CURRICULUM COMMITTEE:
Christa Craven (Anthropology and WGSS), Chair
Ahmet Atay (Communications), Spring Semester
Jeremy Rapport (Religious Studies), Fall Semester
Bryan Alkemeyer (English)
Sarah Mirza (Religious Studies)
Felicia Williams (WGSS Major ‘18)
Joseph Gonzeles (Communications Major, WGSS and English Minors ‘18)
The WGSS curriculum is based in feminist scholarship-both within traditional disciplines across the academic divisions and in response to questions that cannot be answered within the framework of a single discipline. To foster this interdisciplinary inquiry, the Women’s Studies Program was established in 1978 and has been built upon the feminist teaching, scholarship, and activism of faculty and students with a wide variety of disciplinary and cross-disciplinary perspectives. In the past few decades, the program has grown and evolved, changing its name to the Women’s, Gender, and Sexuality Studies Program in 2008 to recognize important changes within feminist scholarship.

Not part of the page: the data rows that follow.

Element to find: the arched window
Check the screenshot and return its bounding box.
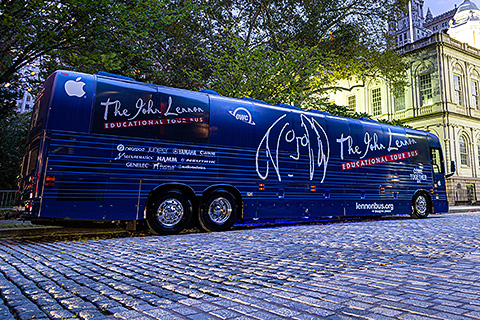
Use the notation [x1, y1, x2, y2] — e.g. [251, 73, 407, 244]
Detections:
[458, 135, 468, 166]
[477, 139, 480, 168]
[415, 61, 433, 106]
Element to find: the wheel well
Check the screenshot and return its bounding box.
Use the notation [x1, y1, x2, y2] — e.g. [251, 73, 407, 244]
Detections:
[145, 183, 196, 218]
[203, 184, 243, 219]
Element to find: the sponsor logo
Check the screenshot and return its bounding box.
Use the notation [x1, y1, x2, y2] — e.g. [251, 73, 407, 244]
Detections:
[410, 166, 427, 183]
[228, 107, 255, 126]
[65, 77, 86, 98]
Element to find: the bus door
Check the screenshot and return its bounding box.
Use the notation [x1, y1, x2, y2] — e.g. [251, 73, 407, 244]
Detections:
[256, 110, 301, 219]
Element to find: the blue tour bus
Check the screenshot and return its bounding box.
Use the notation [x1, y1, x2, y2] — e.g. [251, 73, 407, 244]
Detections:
[20, 71, 448, 234]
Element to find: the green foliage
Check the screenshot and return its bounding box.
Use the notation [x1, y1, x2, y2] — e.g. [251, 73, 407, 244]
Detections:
[171, 0, 406, 108]
[317, 102, 411, 128]
[0, 112, 30, 190]
[0, 0, 193, 95]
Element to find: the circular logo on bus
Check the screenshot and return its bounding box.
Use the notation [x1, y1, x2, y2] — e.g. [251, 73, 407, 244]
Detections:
[229, 107, 255, 126]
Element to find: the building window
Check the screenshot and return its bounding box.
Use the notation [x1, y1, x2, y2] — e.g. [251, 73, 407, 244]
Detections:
[394, 88, 405, 111]
[477, 139, 480, 168]
[453, 74, 462, 106]
[347, 95, 357, 112]
[472, 80, 480, 110]
[372, 88, 382, 116]
[458, 135, 468, 167]
[419, 73, 433, 106]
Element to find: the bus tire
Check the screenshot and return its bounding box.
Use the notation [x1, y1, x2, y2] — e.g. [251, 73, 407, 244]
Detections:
[198, 190, 238, 232]
[147, 190, 192, 234]
[412, 192, 432, 219]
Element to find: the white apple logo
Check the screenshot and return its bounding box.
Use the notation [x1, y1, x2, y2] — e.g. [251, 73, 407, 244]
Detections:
[65, 77, 86, 98]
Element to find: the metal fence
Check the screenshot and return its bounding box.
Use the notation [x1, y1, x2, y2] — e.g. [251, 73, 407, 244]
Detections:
[0, 190, 16, 210]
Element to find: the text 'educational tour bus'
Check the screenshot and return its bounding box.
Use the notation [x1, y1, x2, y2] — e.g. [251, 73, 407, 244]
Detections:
[20, 71, 448, 234]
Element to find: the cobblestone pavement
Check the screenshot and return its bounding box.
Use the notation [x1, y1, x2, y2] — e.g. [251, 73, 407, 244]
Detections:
[0, 213, 480, 320]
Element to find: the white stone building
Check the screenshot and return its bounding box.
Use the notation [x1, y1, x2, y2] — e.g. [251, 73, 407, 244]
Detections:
[329, 0, 480, 205]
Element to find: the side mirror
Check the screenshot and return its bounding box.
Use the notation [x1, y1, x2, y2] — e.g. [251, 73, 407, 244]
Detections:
[445, 160, 457, 178]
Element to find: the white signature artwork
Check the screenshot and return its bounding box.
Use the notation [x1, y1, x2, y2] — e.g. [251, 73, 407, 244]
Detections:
[336, 129, 417, 160]
[255, 114, 330, 183]
[65, 77, 86, 98]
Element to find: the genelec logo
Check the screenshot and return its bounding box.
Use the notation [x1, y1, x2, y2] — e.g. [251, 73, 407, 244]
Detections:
[229, 107, 255, 126]
[65, 77, 86, 98]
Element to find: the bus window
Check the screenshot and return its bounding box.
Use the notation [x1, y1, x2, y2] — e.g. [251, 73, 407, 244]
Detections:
[430, 148, 444, 174]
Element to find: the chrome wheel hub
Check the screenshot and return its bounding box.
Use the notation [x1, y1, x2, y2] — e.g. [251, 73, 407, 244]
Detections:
[157, 198, 184, 227]
[208, 197, 232, 224]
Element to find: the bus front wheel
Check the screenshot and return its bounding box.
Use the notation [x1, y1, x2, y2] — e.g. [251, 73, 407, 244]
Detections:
[198, 190, 238, 232]
[412, 192, 432, 219]
[147, 190, 192, 234]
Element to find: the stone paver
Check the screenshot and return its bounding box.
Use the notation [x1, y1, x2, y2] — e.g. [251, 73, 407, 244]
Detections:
[0, 213, 480, 320]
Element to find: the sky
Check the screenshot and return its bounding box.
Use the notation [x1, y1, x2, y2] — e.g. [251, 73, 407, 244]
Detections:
[423, 0, 464, 17]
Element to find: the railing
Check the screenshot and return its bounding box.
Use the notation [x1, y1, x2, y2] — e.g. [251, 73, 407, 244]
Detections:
[0, 190, 16, 210]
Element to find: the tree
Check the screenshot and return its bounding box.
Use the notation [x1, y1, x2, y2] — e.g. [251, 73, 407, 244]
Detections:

Acknowledging this important history, WGSS courses retain Women’s Studies’ focus on examining previously unavailable information about the lives and con - tributions of women and analyzing the effects of cultural attitudes, power and inequality, and social structures on the experiences of women as they intersect with race, nation, ability, class, religion, and other axes of difference. In addition, feminist scholarship has recognized and explored commonalities between women’s oppression and discrimination against lesbian, gay, bisexual, transgender, and other sexual minorities worldwide, as well as the varied experiences of masculinity throughout the globe. In this vein, WGSS courses explore the cultural construction of sex, gender, and sexuality in the context of their relationship between theoretical and experiential knowledge, and privileging historically marginalized voices. WGSS encourages scholarship and teaching that is committed to the feminist principle of creating a more just world for all.